2.5.3 Principle: Fix the System, Not the Data

When AKEL makes what appears to be a wrong decision:
Don't do this:

  • Manually override that specific verdict
  • Adjust that source's score manually
  • Create special case for that claim
    Do this instead:
  1. Investigate: Is this a systematic issue?
    2. Analyze: What pattern caused this?
    3. Improve: Change algorithm/policy systematically
    4. Test: Validate on historical data
    5. Deploy: Roll out improved system
    6. Monitor: Check if metrics improve
    Example:
  • ❌ Bad: "AKEL rated this credible source too low. I'll manually boost it from 0.6 to 0.8."
  • ✅ Good: "AKEL consistently under-rates peer-reviewed medical journals. Let's adjust the scoring algorithm to weight peer-review certification +15% for medical sources. Test on 1000 historical claims first."

3. Principles

  • Decide at the lowest reasonable level.
  • Involve the people who are affected.
  • Record context, reasoning, and outcome for significant decisions.
  • Keep escalation paths clear and predictable.

3.5 Decision Methods

Different types of decisions use different methods:
Consent-Based Decision Making (from Sociocracy 3.0):

  • Use for: Algorithm changes, policy updates, process changes, role assignments
  • Process: Proposal → Questions → Reactions → Amend → Consent round
  • Criteria: No principled objections (not consensus)
  • See: Consent-Based Decision Making
    Voting:
  • Use for: Strategic decisions, when consent fails
  • General Assembly: 2/3 majority for major decisions
  • Governing Team: Simple majority for tactical decisions
  • Emergency: Simple majority, ratified later
    Autonomous:
  • Use for: Decisions within defined domain boundaries
  • Technical Coordinator: Technical changes within domain
  • Community Coordinator: Community process changes
  • Moderators: Handling flagged items
  • Accountability: Document decision, report to Governing Team quarterly
    RFC Process (for technical/policy proposals):
  • Use for: Significant system changes
  • Process
  1. Create RFC (Request for Comments)
     2. Community discussion (7-appropriate time period)
     3. Revise based on feedback
     4. Decision by appropriate authority (consent or voting)
     5. Document and implement

4. Escalation Paths

Examples (to be adapted as the organisation grows):

  • Content and modelling issues – Contributor → Contributor → Organisation Lead → Executive Lead → Governing Team.
  • Behaviour and moderation issues – Moderator → Governance Steward → Executive Lead → Governing Team.
  • Finance and compliance issues – Finance & Compliance Lead → Governance Steward → Governing Team.

5. Documentation

For significant decisions, at minimum record:

  • date and time
  • people involved and responsible role/body
  • options considered
  • reasoning and trade-offs
  • final decision and expected impact
  • follow-up actions and deadlines.

5.1 Decision Record Template

For formal decisions, use the following template:
Decision Record: [Title/Topic]

  • Date: YYYY-MM-DD
  • Decider(s): [Names/Roles]
  • Context: [What is the issue?

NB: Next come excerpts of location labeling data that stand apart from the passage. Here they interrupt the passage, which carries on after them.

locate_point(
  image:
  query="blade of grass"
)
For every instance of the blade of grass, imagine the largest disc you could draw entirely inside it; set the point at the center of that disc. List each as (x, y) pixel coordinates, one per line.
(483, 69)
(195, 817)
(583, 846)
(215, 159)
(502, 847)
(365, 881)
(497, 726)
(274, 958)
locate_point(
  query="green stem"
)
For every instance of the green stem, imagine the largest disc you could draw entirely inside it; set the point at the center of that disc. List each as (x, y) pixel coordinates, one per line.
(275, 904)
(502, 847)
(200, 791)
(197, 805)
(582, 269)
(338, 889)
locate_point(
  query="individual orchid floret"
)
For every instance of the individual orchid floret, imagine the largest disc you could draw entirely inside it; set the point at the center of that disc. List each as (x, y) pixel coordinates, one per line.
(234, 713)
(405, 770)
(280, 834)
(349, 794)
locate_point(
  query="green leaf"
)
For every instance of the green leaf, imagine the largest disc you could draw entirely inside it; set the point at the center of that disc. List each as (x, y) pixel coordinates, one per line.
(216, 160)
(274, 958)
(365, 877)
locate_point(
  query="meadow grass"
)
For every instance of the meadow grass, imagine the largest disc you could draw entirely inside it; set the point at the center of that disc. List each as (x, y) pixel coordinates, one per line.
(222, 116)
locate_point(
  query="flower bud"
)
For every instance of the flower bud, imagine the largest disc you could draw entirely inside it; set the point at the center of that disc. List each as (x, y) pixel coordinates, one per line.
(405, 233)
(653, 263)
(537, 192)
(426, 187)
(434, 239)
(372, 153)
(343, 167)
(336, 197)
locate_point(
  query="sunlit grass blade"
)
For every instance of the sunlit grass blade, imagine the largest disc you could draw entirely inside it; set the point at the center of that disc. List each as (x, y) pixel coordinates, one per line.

What constraints exist?]
  • Options Considered:
  • Option A: ...
  • Option B: ...
  • Decision: [The chosen path]
  • Reasoning: [Why this option? Trade-offs accepted?]
  • Consequences: [Expected impact, risks, follow-up tasks]

6. Integration with Tools

Over time, decision logs may be maintained in dedicated tools (e.g. XWiki pages, issue trackers, or lightweight registers.
Whatever the tool, Governance must be able to reconstruct how important decisions were made.